Byron Chamorro first arrived at CARA in the fall of 2015 as part of our first cohort of year-round Bridge Coaches. He continued coaching for his high school, the Expeditionary School for Community Leaders, for 3 years, and then moved on to coach at another high school. Since 2019, he has also served as CARA’s graphic designer, doing everything from creating report and curriculum designs, to managing our website, to creating these monthly Eblasts. He also works for other organizations as a freelance designer and will receive a bachelor’s of fine arts in Graphic Design from New York City College of Technology in May of 2023.
How did you become a Bridge Coach?
I was struggling a lot with financial aid and at one point I was just giving up on continuing to enroll in college. So my counselor, she saw the determination that I had and, you know, everything that was going on and that I needed a job also.
I didn’t used to be someone that could talk to a group of people and be comfortable. I knew that the job would require me to lead workshops, and talk to students, explain things, things like that. So I saw it as an opportunity to get out of my comfort zone and I said yes.
What do you learn from being a Bridge Coach?
I managed to connect [well] with students given my age, being close in age. But it also presented a lot of challenges with communication, leadership, and self-advocacy. Communicating, getting my thoughts out, was very difficult for me. So explaining things, walking people through a process was not possible at all [before]. Doing this job for six years definitely helped with that.
So learning about those things during trainings and from personal experience, connecting those actually helped me a lot with walking into an office or calling the financial aid office and saying, ‘hey, my financial aid is not going through’, which I wouldn’t have been able to – or have the guts to – stand up for myself and do those things if it wasn’t because of coaching.

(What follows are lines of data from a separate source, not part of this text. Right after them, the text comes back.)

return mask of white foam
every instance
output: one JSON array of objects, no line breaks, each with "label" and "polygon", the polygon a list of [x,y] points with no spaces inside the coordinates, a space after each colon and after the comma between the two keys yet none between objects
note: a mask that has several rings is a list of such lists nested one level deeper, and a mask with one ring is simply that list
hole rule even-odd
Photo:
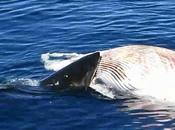
[{"label": "white foam", "polygon": [[10,80],[11,84],[22,84],[27,86],[39,86],[39,80],[29,79],[29,78],[16,78]]},{"label": "white foam", "polygon": [[45,53],[41,55],[41,61],[46,70],[58,71],[82,56],[77,53]]}]

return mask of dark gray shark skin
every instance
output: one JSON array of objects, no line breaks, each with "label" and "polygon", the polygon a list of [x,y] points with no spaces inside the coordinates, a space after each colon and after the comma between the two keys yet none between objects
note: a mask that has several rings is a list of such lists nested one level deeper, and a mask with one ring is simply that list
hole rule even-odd
[{"label": "dark gray shark skin", "polygon": [[43,79],[40,84],[59,88],[89,86],[100,60],[100,53],[88,54]]}]

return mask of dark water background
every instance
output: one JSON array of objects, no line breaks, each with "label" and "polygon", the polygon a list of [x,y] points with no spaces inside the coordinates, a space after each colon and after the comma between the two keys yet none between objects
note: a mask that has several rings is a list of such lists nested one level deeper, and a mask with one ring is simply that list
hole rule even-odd
[{"label": "dark water background", "polygon": [[43,53],[128,44],[175,49],[175,1],[1,0],[0,130],[175,128],[175,109],[161,104],[107,100],[90,90],[56,93],[18,81],[51,73]]}]

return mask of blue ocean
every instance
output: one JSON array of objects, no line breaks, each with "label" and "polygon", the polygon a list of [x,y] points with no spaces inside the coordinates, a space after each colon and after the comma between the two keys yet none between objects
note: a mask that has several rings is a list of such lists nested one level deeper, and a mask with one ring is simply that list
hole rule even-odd
[{"label": "blue ocean", "polygon": [[70,57],[134,44],[175,49],[175,1],[1,0],[0,130],[175,129],[161,103],[39,85]]}]

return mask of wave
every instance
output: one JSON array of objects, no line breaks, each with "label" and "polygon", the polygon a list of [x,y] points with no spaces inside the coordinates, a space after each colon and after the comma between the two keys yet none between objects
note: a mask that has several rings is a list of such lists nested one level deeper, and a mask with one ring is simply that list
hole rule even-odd
[{"label": "wave", "polygon": [[52,98],[54,91],[41,87],[40,80],[14,78],[0,83],[0,94],[4,98],[46,99]]},{"label": "wave", "polygon": [[35,79],[30,79],[30,78],[16,78],[16,79],[10,80],[8,83],[36,87],[36,86],[39,86],[40,81]]},{"label": "wave", "polygon": [[30,88],[38,89],[40,85],[39,80],[30,79],[30,78],[14,78],[10,80],[4,80],[0,83],[0,90],[9,90],[9,89],[20,89],[20,88]]}]

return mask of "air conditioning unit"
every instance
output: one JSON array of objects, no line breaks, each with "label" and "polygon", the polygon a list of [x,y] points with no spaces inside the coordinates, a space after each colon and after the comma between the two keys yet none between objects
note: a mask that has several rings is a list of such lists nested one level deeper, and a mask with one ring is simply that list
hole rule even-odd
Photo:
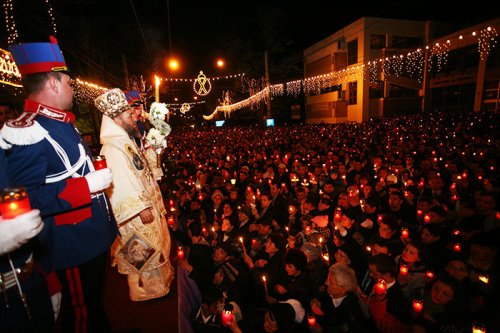
[{"label": "air conditioning unit", "polygon": [[345,47],[346,47],[345,39],[337,40],[337,49],[338,50],[345,50]]}]

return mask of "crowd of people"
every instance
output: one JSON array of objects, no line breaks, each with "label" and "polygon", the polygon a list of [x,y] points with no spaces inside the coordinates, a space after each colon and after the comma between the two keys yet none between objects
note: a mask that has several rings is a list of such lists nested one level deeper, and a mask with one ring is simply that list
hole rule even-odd
[{"label": "crowd of people", "polygon": [[181,331],[499,331],[498,120],[174,131]]}]

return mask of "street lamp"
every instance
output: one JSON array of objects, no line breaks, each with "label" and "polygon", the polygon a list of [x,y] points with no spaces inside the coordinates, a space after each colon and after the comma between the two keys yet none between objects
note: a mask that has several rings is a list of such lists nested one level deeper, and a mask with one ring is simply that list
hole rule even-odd
[{"label": "street lamp", "polygon": [[223,68],[224,65],[225,65],[225,63],[224,63],[223,59],[217,59],[217,67]]},{"label": "street lamp", "polygon": [[168,60],[167,65],[168,65],[168,68],[173,72],[177,71],[179,69],[179,66],[180,66],[179,61],[175,58],[170,58]]}]

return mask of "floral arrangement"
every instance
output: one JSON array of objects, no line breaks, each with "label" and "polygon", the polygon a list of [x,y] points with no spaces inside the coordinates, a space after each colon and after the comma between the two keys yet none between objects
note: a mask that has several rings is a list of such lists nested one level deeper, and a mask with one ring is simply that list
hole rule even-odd
[{"label": "floral arrangement", "polygon": [[144,140],[144,148],[153,148],[156,153],[156,166],[160,165],[160,155],[167,147],[167,136],[170,134],[170,125],[165,122],[168,114],[165,103],[153,102],[147,114],[147,118],[152,125]]},{"label": "floral arrangement", "polygon": [[146,135],[145,147],[152,147],[157,154],[161,154],[162,150],[167,147],[167,136],[170,134],[170,125],[165,122],[165,116],[168,113],[165,103],[153,102],[149,109],[148,119],[151,129]]}]

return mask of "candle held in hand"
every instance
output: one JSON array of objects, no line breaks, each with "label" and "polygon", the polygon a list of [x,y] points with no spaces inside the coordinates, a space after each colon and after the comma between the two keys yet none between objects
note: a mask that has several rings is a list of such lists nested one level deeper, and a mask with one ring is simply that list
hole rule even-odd
[{"label": "candle held in hand", "polygon": [[4,220],[27,213],[31,210],[28,192],[26,188],[11,187],[0,192],[0,213]]},{"label": "candle held in hand", "polygon": [[94,156],[92,158],[92,164],[94,165],[94,169],[96,170],[102,170],[108,167],[108,164],[106,163],[106,157],[104,155]]}]

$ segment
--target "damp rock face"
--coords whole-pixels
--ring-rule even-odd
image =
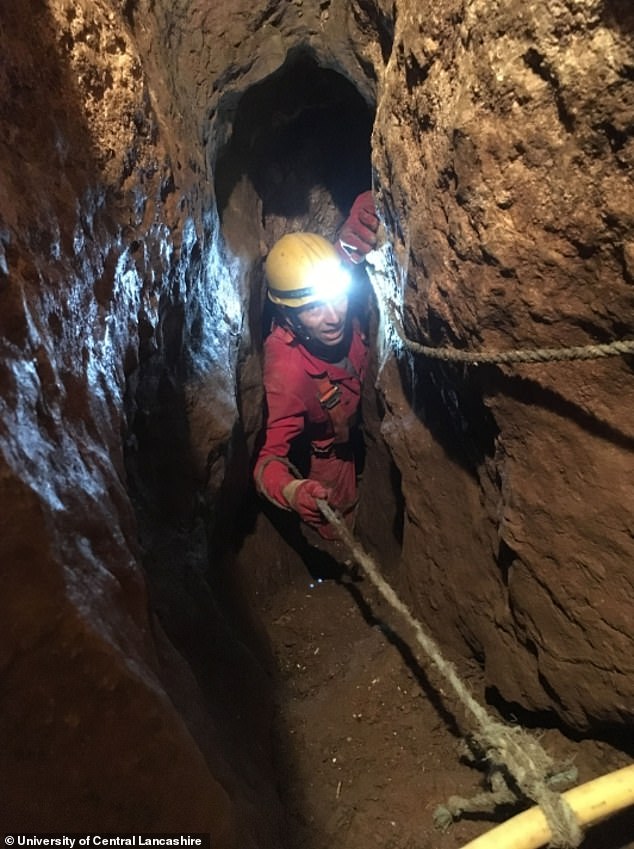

How did you end up studying graphic design?
I spoke to my guidance counselors saying I’m interested in art, math and coding and stuff like that. What can I do with this? And they mentioned graphic design, I looked into it and it was something that kind of combined a lot of the things that I was interested in.
What do you picture yourself doing once you finish your degree?
I don’t want to just settle on graphic design. I want to do it in a fun way that at the same time helps others. I’m passionate about that. That is the reason why I did [Bridge] coaching for six years, because I want to give back to the community and schools. So I want to take my design skills and everything that I know about design and focus it on doing things that…are meaningful. I realized that my coaching experience and design are connected: I want to focus on creating content and products that [will] help students achieve or access higher education.